Re: [RFC PATCH 1/2] time/timekeeping: Fix possible inconsistencies in _COARSE clockids

From: John Stultz
Date: Thu Mar 20 2025 - 14:02:19 EST


On Sun, Mar 16, 2025 at 9:56 PM Thomas Gleixner <tglx@xxxxxxxxxxxxx> wrote:
> On Sat, Mar 15 2025 at 16:22, John Stultz wrote:
> > On Sat, Mar 15, 2025 at 12:23 PM Thomas Gleixner <tglx@xxxxxxxxxxxxx> wrote:
> >> > So to fix this, rework the timekeeping_advance() logic a bit
> >> > so that when we are called from do_adjtimex() and the offset
> >> > is smaller then cycle_interval, that we call
> >> > timekeeping_forward(), to first accumulate the sub-interval
> >> > time into xtime_nsec. Then with no unaccumulated cycles in
> >> > offset, we can do the mult adjustment without worry of the
> >> > subtraction having an impact.
> >>
> >> It's a smart solution. I briefly pondered something similar, but I'm not
> >> really fond of the fact, that it causes a clock_was_set() event for no
> >> good reason.
> >>
> >> clock_was_set() means that there is a time jump. But that's absolutely
> >> not the case with do_adjtimex() changing the frequency for quick
> >> adjustments. That does not affect continuity at all.
> >
> > Oh, good point. I wasn't thinking clearly about the semantics, and
> > was being a little paranoid there (as most calls to
> > timekeeping_forward_now() have clock_was_set() calls that follow). I
> > suspect I can do away with that bit and avoid it. I'll respin later
> > this week.
>
> Actually your patch is not even emitting a clock_was_set() event:
>
> > + if (offset < real_tk->cycle_interval) {
> > + timekeeping_forward(tk, now);
> > + *clock_set = 1;
> > + return 0;
> > + }
>
> #define TK_CLEAR_NTP (1 << 0)
> #define TK_CLOCK_WAS_SET (1 << 1)
>
> So it clears NTP instead. Not really what you want either. :)

Hey Thomas,
Sorry for the slow reply here. So I agree with you that we don't
want to set clock_set above, that was my mistake. But this last bit I
don't think is right, as timekeeping advance() just returns a bool
(return !!clock_set;), which is used to decide to call clock_was_set()
or not - not the argument passed to clock_was_set().
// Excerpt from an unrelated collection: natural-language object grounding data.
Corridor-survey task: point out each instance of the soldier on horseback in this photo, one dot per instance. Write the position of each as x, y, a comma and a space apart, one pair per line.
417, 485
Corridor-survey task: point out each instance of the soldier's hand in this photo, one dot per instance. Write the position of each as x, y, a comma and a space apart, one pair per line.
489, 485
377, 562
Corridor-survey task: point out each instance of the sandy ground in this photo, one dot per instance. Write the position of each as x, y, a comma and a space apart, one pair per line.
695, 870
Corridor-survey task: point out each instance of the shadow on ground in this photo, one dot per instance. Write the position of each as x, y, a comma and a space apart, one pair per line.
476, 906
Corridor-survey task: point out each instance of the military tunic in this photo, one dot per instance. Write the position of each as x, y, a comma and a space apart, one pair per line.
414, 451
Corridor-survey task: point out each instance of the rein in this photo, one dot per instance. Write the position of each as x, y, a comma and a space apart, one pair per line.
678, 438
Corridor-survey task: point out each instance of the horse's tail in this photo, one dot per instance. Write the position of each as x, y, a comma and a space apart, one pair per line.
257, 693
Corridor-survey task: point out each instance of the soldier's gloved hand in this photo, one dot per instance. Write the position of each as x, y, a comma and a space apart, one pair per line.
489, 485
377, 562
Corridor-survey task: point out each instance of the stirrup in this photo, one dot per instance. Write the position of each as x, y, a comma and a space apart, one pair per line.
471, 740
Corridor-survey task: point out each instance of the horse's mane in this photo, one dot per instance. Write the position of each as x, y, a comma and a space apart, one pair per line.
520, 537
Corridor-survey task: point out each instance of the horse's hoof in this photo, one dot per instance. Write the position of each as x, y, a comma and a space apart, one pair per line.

> But yes, it simply can forward the clock without side effects.
>
> I think that this should be done for all TICK_ADV_FREQ adjustments. In
> case of such asynchronous adjustments it does not make any sense to take
> the old ntp_error value into account and accumlate some more. In fact
> this simply should clear ntp_error so the new value goes into effect as
> provided by NTP and not skewed by ntp_error.
>
> These async adjustments (usually very small ones) happen when the
> current source degrades and chronyd/ntpd switches over to a new server.
>
> Something like the below.

So I finally got a chance to look at the diff between your change and
mine, and your changes look good to me. Thanks again for catching the
clock_set thinko, and I agree clearing ntp_error looks like the right
thing to do. I'm going to do some testing here with them and resubmit
shortly.

thanks
-john